Like a diary, a ‘proper’ sketchbook ought to be a private, secluded place to try things and to fail. To record fleeting errant thoughts and notions that may grow into something substantial or just as likely remain as stunted, feeble seedlings that deserve to be thinned away.

The only downside is that when you have amassed too many they are pretty much useless as a reference archive. Last week I went rooting through looking for a drawing, a study, of rain and puddles that I KNEW I’d made in the past few years. After an hour I just gave up. Flicking quickly through hundreds of images induces a sort of car-sick type nausea.

And talking of the good old days here’s a couple of shots of my student self enjoying a hearty breakfast (tea and Bensons by the look of things) and here’s a record that never seemed to be not playing on the student bar jukebox during my first year....

(photo: Joelle Depont)


  1. "In Praise Of The Sketchbook" Hallowed ground indeed...

    Thank you so much for this inspiring post. Can I please commission you to write my blog posts?!

    I've just returned from my "local", sketchbook in hand ready to be deciphered in the morning, inane scribbles for upcoming Arctic Monkeys and The Vaccines shows (any ideas are welcome). If only my sketchbooks were as expressive as yours. I find that over the years mine have degenerated into an indecipherable shorthand of text and lines that only I can understand.

    Bromide machines, letraset, numbered negatives and darkrooms! But what is Benson's?

    And yes! Give me the Demo over the 'over-produced single' any day! I much prefer the skeleton on which everything hangs!

  2. Haha Thanks so much Rob.

    "local"? Hope you haven't been drinking & drawing?
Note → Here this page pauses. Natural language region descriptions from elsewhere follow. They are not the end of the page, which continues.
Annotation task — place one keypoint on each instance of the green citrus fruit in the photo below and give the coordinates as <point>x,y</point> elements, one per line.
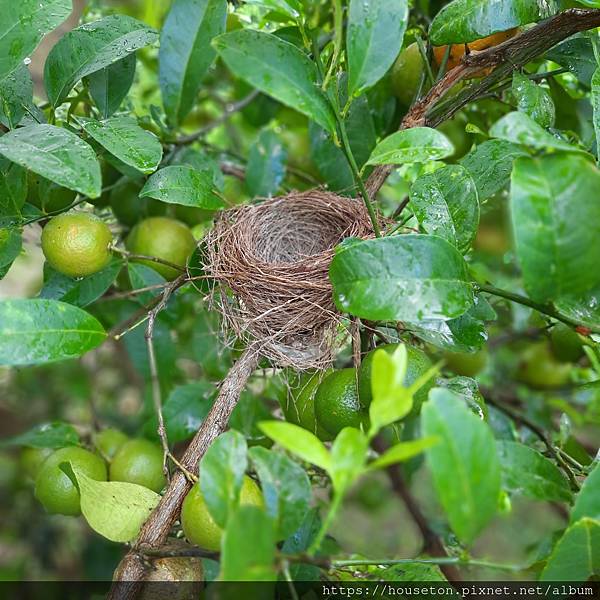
<point>298,404</point>
<point>566,344</point>
<point>47,196</point>
<point>407,73</point>
<point>109,441</point>
<point>418,363</point>
<point>466,364</point>
<point>539,369</point>
<point>139,461</point>
<point>77,244</point>
<point>32,459</point>
<point>199,527</point>
<point>128,207</point>
<point>163,238</point>
<point>55,490</point>
<point>336,403</point>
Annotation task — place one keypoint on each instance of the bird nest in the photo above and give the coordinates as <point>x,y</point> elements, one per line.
<point>271,265</point>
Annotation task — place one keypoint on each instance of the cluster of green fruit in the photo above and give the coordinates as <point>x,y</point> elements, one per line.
<point>79,244</point>
<point>326,403</point>
<point>115,458</point>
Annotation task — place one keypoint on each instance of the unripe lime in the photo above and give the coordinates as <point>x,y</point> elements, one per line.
<point>407,73</point>
<point>77,244</point>
<point>109,441</point>
<point>298,404</point>
<point>566,344</point>
<point>539,369</point>
<point>32,459</point>
<point>139,461</point>
<point>54,488</point>
<point>199,527</point>
<point>466,364</point>
<point>336,403</point>
<point>163,238</point>
<point>418,363</point>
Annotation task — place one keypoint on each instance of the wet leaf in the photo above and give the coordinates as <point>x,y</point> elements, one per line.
<point>404,277</point>
<point>183,185</point>
<point>56,154</point>
<point>186,52</point>
<point>41,331</point>
<point>89,48</point>
<point>128,142</point>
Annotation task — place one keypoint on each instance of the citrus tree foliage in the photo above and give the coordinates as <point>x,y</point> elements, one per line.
<point>481,280</point>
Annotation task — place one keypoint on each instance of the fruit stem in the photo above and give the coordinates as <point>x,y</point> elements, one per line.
<point>331,513</point>
<point>545,309</point>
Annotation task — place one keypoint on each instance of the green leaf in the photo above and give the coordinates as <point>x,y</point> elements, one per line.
<point>556,227</point>
<point>266,165</point>
<point>391,400</point>
<point>576,556</point>
<point>587,502</point>
<point>222,471</point>
<point>285,487</point>
<point>464,464</point>
<point>23,25</point>
<point>374,37</point>
<point>248,547</point>
<point>445,203</point>
<point>114,509</point>
<point>89,48</point>
<point>595,100</point>
<point>40,331</point>
<point>419,144</point>
<point>490,165</point>
<point>109,86</point>
<point>577,55</point>
<point>348,458</point>
<point>298,441</point>
<point>46,435</point>
<point>56,154</point>
<point>186,52</point>
<point>533,100</point>
<point>403,451</point>
<point>79,292</point>
<point>128,142</point>
<point>278,69</point>
<point>10,247</point>
<point>468,20</point>
<point>404,277</point>
<point>519,128</point>
<point>466,333</point>
<point>527,472</point>
<point>16,95</point>
<point>186,408</point>
<point>183,185</point>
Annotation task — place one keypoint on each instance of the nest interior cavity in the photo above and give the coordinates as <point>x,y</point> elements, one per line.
<point>271,261</point>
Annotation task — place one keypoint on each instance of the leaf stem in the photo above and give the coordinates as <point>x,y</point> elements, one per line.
<point>545,309</point>
<point>337,41</point>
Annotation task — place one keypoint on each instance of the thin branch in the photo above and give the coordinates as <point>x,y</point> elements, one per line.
<point>156,529</point>
<point>504,58</point>
<point>431,542</point>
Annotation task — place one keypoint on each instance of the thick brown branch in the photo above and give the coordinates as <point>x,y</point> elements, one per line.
<point>155,531</point>
<point>504,58</point>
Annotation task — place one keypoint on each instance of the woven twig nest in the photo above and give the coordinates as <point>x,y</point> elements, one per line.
<point>271,263</point>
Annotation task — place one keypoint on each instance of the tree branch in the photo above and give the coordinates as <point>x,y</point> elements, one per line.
<point>156,529</point>
<point>504,59</point>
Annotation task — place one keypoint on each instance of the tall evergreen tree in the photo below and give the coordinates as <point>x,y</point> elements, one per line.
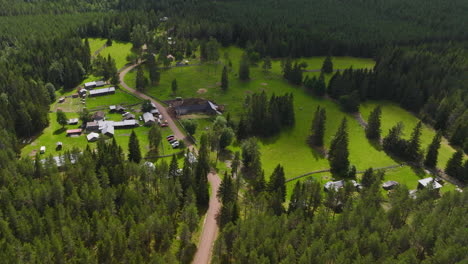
<point>327,66</point>
<point>62,118</point>
<point>373,129</point>
<point>134,152</point>
<point>413,151</point>
<point>174,86</point>
<point>338,155</point>
<point>277,183</point>
<point>244,71</point>
<point>455,168</point>
<point>433,151</point>
<point>224,79</point>
<point>318,127</point>
<point>140,80</point>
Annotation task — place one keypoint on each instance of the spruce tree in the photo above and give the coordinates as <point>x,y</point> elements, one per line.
<point>373,130</point>
<point>318,127</point>
<point>338,155</point>
<point>413,150</point>
<point>454,166</point>
<point>327,66</point>
<point>277,183</point>
<point>433,151</point>
<point>134,152</point>
<point>174,86</point>
<point>140,80</point>
<point>244,71</point>
<point>224,79</point>
<point>61,118</point>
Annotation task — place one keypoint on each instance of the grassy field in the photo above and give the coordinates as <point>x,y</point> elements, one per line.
<point>95,44</point>
<point>289,148</point>
<point>392,114</point>
<point>119,51</point>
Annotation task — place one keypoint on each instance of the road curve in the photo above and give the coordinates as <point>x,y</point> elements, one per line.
<point>210,226</point>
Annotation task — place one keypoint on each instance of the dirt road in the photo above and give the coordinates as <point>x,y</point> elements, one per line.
<point>210,227</point>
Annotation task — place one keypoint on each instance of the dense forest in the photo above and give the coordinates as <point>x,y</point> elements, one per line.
<point>99,207</point>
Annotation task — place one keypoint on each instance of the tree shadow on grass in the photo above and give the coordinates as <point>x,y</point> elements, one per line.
<point>60,131</point>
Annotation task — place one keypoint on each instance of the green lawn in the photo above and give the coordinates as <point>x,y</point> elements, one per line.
<point>119,51</point>
<point>95,44</point>
<point>119,97</point>
<point>392,114</point>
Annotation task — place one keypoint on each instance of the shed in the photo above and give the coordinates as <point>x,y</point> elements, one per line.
<point>389,185</point>
<point>99,115</point>
<point>148,118</point>
<point>108,130</point>
<point>424,183</point>
<point>90,85</point>
<point>73,121</point>
<point>92,137</point>
<point>92,127</point>
<point>71,132</point>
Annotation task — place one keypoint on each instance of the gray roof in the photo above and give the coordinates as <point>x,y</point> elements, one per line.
<point>148,117</point>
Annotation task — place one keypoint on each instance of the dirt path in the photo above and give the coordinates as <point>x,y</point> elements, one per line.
<point>210,227</point>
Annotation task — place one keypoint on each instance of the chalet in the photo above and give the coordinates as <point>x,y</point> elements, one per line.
<point>389,185</point>
<point>90,85</point>
<point>148,118</point>
<point>74,132</point>
<point>92,137</point>
<point>99,115</point>
<point>73,121</point>
<point>92,127</point>
<point>103,91</point>
<point>100,83</point>
<point>108,130</point>
<point>125,124</point>
<point>429,182</point>
<point>128,116</point>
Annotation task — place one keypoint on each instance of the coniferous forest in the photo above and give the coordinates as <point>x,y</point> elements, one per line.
<point>101,207</point>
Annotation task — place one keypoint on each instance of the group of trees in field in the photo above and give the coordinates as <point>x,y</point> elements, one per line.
<point>265,117</point>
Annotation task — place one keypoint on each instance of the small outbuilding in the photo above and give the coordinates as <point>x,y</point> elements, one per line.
<point>148,118</point>
<point>92,127</point>
<point>424,183</point>
<point>74,132</point>
<point>99,115</point>
<point>73,121</point>
<point>92,137</point>
<point>389,185</point>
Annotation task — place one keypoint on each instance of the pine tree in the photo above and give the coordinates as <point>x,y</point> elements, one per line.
<point>266,64</point>
<point>318,127</point>
<point>414,144</point>
<point>327,66</point>
<point>244,71</point>
<point>173,168</point>
<point>277,183</point>
<point>338,155</point>
<point>373,129</point>
<point>224,79</point>
<point>433,151</point>
<point>140,80</point>
<point>134,152</point>
<point>62,118</point>
<point>454,166</point>
<point>174,86</point>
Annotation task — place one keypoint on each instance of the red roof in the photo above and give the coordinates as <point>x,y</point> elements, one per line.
<point>74,131</point>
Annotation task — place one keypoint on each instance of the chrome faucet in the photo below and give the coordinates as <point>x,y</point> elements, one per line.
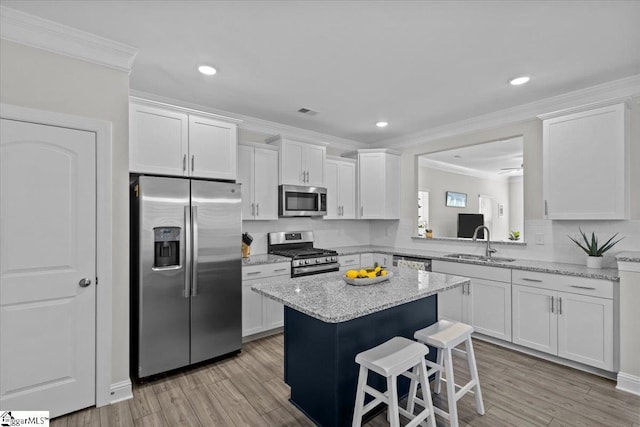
<point>489,249</point>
I'm sure your sketchbooks are pretty much like mine: I only choose to reproduce the bits I like - lots and lots of rubbish in them as well - but that's the point I guess.
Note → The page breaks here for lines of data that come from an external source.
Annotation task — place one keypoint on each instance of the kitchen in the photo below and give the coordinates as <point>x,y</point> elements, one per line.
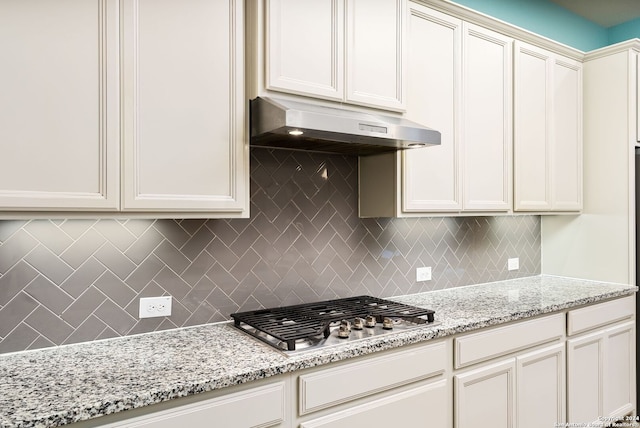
<point>303,242</point>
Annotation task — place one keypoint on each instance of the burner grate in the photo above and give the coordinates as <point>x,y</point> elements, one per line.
<point>291,323</point>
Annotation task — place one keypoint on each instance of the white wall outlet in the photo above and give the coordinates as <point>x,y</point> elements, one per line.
<point>423,274</point>
<point>155,307</point>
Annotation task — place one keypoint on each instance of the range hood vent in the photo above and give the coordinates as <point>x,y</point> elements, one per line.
<point>294,125</point>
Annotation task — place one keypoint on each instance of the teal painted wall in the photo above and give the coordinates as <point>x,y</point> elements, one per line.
<point>550,20</point>
<point>625,31</point>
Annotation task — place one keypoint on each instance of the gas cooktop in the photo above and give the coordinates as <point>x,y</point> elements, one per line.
<point>311,326</point>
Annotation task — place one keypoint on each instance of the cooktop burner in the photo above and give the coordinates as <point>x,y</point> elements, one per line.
<point>314,325</point>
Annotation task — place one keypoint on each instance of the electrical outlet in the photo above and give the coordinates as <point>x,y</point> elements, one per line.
<point>155,307</point>
<point>423,274</point>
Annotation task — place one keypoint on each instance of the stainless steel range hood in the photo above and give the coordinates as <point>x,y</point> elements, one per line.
<point>295,125</point>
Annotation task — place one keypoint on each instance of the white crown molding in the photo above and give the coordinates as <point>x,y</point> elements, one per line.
<point>510,30</point>
<point>633,44</point>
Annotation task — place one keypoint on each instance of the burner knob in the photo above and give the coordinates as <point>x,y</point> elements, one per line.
<point>358,323</point>
<point>387,323</point>
<point>370,321</point>
<point>343,331</point>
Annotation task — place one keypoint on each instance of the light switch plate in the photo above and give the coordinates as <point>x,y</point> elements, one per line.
<point>423,274</point>
<point>155,307</point>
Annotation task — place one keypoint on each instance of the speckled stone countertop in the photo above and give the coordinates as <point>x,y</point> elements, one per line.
<point>58,386</point>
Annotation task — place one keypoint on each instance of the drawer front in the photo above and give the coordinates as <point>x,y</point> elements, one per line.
<point>329,387</point>
<point>422,407</point>
<point>259,407</point>
<point>486,345</point>
<point>584,319</point>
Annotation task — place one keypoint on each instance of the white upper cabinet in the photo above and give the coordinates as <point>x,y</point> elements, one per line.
<point>132,105</point>
<point>343,50</point>
<point>459,83</point>
<point>306,47</point>
<point>185,137</point>
<point>548,131</point>
<point>59,121</point>
<point>431,176</point>
<point>375,53</point>
<point>486,119</point>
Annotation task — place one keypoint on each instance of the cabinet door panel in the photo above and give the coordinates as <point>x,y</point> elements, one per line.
<point>422,407</point>
<point>485,397</point>
<point>567,136</point>
<point>541,387</point>
<point>305,52</point>
<point>620,370</point>
<point>59,130</point>
<point>486,119</point>
<point>267,404</point>
<point>585,357</point>
<point>375,52</point>
<point>532,115</point>
<point>430,176</point>
<point>185,137</point>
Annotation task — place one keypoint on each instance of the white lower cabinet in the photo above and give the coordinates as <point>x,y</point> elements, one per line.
<point>484,397</point>
<point>601,368</point>
<point>525,374</point>
<point>523,391</point>
<point>540,393</point>
<point>521,382</point>
<point>424,406</point>
<point>264,406</point>
<point>130,106</point>
<point>406,388</point>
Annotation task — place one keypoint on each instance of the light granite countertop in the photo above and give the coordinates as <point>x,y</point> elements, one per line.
<point>59,386</point>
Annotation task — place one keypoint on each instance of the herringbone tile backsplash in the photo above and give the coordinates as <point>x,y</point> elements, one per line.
<point>66,281</point>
    When I first went to college I thought it would be the bohemian thing to do to start smoking. So I went for French Gitanes because of the cool pack. Unfortunately they were quite strong and within weeks I had developed a hacking cough. So then it was Benson & Hedges (plain gold pack) for me. I haven't smoked for years and just thinking about the brand names makes me think how long ago it seems (in England now you certainly wouldn't be allowed to smoke in an art college).

    "Letraset"! - I can almost feel another post coming on....

  3. You have quite shamed me about my lack of sketchbooking these days...! Like you it was a discipline encouraged in my early college years and every lunchtime would see us over the road in the Playhouse Theatre bar, eating, smoking (yes probably Bensons..), drinking and always, always drawing: people, food, signs, skies, cars, thoughts... all so carefree. I think you nailed it beautifully when you said it was a 'secluded place to try things and fail'. I find it hard sometimes to get past that notion of failing, and wanting everything to look perfect instead, especially in a profession where every preliminary drawing I do gets heavily critiqued. But you've inspired me to get out my sketchbooks and try to nurture the habit again, just for me. After all, nobody else needs to see it...

    Love the old pics too. And Pigbag!

  4. Thanks C. I think it's important that sketchbooks are private spaces, like diaries, not designed for anyone but the artist to see. When you know there's going to be an audience it makes you self-conscious and inhibited - "got to make this look good" etc.

    Yes, get that sketchbook out and take it with you everywhere!